1. ¹Department of Obstetrics and Gynaecology, Radboud University Nijmegen Medical Centre, PO Box 9101, 6500 HB Nijmegen, The Netherlands
2. ²Department of Pathology, Radboud University Nijmegen Medical Centre, PO Box 9101, 6500 HB Nijmegen, The Netherlands
3. ³Department of Human Genetics, Radboud University Nijmegen Medical Centre, PO Box 9101, 6500 HB Nijmegen, The Netherlands
4. ⁴Department of Medical Oncology, Radboud University Nijmegen Medical Centre, PO Box 9101, 6500 HB Nijmegen, The Netherlands

Correspondence: Dr AL Oei, E-mail: A.Oei@obgyn.umcn.nl

Received 13 December 2005; Revised 26 January 2006; Accepted 30 January 2006; Published online 21 February 2006.

Abstract

To determine the effectiveness of annual gynaecological screening (pelvic examination, transvaginal ultrasound, and CA-125), a prospective cohort study of women at high risk for hereditary ovarian cancer was conducted.

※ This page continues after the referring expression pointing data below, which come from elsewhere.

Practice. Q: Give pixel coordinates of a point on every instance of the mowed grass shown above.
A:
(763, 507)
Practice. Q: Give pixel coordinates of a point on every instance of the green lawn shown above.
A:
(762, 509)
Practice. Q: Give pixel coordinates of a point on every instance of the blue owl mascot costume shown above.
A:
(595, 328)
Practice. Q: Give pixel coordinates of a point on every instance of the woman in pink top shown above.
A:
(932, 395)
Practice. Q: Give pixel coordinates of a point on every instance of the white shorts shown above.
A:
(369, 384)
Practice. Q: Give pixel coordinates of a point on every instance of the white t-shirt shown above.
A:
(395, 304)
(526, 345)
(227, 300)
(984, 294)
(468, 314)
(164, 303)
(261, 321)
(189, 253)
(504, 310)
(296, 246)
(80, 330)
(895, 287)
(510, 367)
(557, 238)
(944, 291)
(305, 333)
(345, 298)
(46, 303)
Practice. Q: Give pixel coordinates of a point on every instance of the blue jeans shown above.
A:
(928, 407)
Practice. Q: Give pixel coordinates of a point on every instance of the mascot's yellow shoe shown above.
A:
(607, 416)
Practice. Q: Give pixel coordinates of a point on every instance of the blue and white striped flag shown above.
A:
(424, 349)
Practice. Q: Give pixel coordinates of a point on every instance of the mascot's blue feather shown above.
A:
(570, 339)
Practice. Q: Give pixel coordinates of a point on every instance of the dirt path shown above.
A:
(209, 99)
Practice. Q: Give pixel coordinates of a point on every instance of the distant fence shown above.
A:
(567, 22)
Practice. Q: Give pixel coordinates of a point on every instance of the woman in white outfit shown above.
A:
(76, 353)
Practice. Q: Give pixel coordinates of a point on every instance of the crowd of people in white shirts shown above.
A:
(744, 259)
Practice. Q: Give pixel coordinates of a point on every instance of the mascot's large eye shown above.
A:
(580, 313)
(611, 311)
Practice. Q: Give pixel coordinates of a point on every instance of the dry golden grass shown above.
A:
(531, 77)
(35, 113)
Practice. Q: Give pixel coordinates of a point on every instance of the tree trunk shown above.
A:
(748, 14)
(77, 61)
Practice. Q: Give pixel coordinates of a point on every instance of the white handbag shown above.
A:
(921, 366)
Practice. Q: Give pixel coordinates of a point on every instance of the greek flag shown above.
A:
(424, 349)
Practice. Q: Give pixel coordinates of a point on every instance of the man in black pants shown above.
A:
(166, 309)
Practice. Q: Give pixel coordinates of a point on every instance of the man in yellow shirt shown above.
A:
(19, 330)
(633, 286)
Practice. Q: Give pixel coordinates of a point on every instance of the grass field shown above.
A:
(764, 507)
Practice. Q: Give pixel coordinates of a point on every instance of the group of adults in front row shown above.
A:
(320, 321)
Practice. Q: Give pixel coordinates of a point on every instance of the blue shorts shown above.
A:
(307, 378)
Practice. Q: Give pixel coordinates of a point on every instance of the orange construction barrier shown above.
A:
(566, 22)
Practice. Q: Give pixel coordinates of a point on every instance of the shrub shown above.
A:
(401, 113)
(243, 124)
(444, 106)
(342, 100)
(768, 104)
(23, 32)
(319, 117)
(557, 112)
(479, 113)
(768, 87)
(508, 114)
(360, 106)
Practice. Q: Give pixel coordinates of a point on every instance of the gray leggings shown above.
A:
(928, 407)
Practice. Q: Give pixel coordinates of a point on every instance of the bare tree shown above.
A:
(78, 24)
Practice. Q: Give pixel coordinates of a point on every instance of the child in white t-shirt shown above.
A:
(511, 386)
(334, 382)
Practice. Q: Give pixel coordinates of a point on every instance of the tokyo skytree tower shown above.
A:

Women were offered DNA analysis followed by either annual screening or prophylactic bilateral salpingo-oophorectomy (BSO). Study population consisted of 512 high-risk women (median follow-up 2.07 years, range 0–9.4 years): 265 women (52%) had a BRCA mutation. Persisting abnormalities indicated diagnostic surgery in 24 women resulting in one primary ovarian cancer FIGO stage IIIc was found. The effectiveness of screening was studied by calculating the probability of finding ovarian cancers in the BRCA-1 and BRCA-2 carrier group and comparing this to the identified number of ovarian cancers. The number of ovarian cancer patients found at surveillance was in accordance with the predicted number of ovarian cancers. A total number of 169 women underwent prophylactic BSO: one ovarian cancer stage IIb was found. In conclusion, the surveillance programme for hereditary ovarian cancer does identify patients with ovarian cancer but is very inefficient considering the high number of surveillance visits and the advanced stage of ovarian cancer in the identified patient. For prevention of advanced stage ovarian cancer, prophylactic BSO from age 35–40 years is a more efficient alternative.